Her thighs are clamped around his neck and her arms clutch urgently at his waist but it’s not what you think. In fact, it’s nothing you’ve ever thought about before.
It’s the preposterous sport of wife-carrying, in which overconfident men race through a short obstacle course while toting their dead-weight spouses on their backs or shoulders. Lady-laden, the athletes wobble over logs or hay bales, slog through shallow pools, and stagger across the finish line as hundreds of strangers hoot from the sidelines.
The grand prize: The missus’s weight in beer. Plus $5 for each pound she weighs. Plus the head-shaking befuddlement of most other humans.

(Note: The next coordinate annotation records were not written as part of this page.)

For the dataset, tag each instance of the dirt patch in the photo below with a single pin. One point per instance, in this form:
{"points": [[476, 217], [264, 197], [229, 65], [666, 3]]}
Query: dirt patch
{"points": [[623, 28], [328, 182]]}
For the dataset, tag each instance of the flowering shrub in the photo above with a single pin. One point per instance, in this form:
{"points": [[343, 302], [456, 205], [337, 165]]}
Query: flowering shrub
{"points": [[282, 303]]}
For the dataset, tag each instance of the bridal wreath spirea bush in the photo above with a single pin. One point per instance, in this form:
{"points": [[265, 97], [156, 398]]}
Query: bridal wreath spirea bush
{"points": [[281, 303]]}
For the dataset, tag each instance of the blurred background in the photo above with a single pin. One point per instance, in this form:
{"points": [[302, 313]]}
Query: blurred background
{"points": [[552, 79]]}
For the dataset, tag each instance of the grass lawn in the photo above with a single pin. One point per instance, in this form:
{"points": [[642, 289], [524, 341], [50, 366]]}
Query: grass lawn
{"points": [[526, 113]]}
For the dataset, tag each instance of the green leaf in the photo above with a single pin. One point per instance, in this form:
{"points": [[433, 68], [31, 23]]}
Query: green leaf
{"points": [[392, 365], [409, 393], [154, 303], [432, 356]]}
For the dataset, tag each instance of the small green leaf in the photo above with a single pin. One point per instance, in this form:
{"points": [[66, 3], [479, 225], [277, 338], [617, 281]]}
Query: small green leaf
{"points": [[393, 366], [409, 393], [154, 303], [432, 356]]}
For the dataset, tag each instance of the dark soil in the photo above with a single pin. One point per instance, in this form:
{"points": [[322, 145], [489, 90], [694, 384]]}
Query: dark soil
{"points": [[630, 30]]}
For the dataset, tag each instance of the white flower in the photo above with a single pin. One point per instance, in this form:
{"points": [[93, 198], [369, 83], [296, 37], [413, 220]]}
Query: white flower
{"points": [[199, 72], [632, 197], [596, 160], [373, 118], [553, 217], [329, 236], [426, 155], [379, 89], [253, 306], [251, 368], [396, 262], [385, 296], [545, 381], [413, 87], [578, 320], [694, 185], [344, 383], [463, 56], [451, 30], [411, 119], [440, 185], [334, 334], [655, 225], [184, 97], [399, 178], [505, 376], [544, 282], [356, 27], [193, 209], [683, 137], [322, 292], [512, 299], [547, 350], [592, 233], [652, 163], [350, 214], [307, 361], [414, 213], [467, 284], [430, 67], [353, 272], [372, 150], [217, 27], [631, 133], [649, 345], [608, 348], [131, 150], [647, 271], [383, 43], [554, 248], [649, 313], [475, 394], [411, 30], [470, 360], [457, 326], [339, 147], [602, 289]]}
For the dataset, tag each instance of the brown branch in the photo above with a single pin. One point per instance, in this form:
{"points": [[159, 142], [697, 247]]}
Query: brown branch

Wife-carrying originated in Finland a mere 19 years ago, which means we can’t pass it off as the quaint hobby of eccentric ancients; my marriage is older than this sport, people. Fans mumble something about it harking back to the bad habits of Finnish bandits who abducted women from their villages and claimed them as wives — but Finland also hosts the world championships for Air Guitar and Mobile Phone Throwing, so I think it’s safe to assume the Finns just like silly stuff.
Annual wife-carrying competitions are now held in Australia and Hong Kong, and even here in the U.S. a police officer and his wife stumbled to victory just this month in Wisconsin with a race time of 60 seconds — which, he said, was the longest minute of his life, and his cargo weighed only 103 pounds.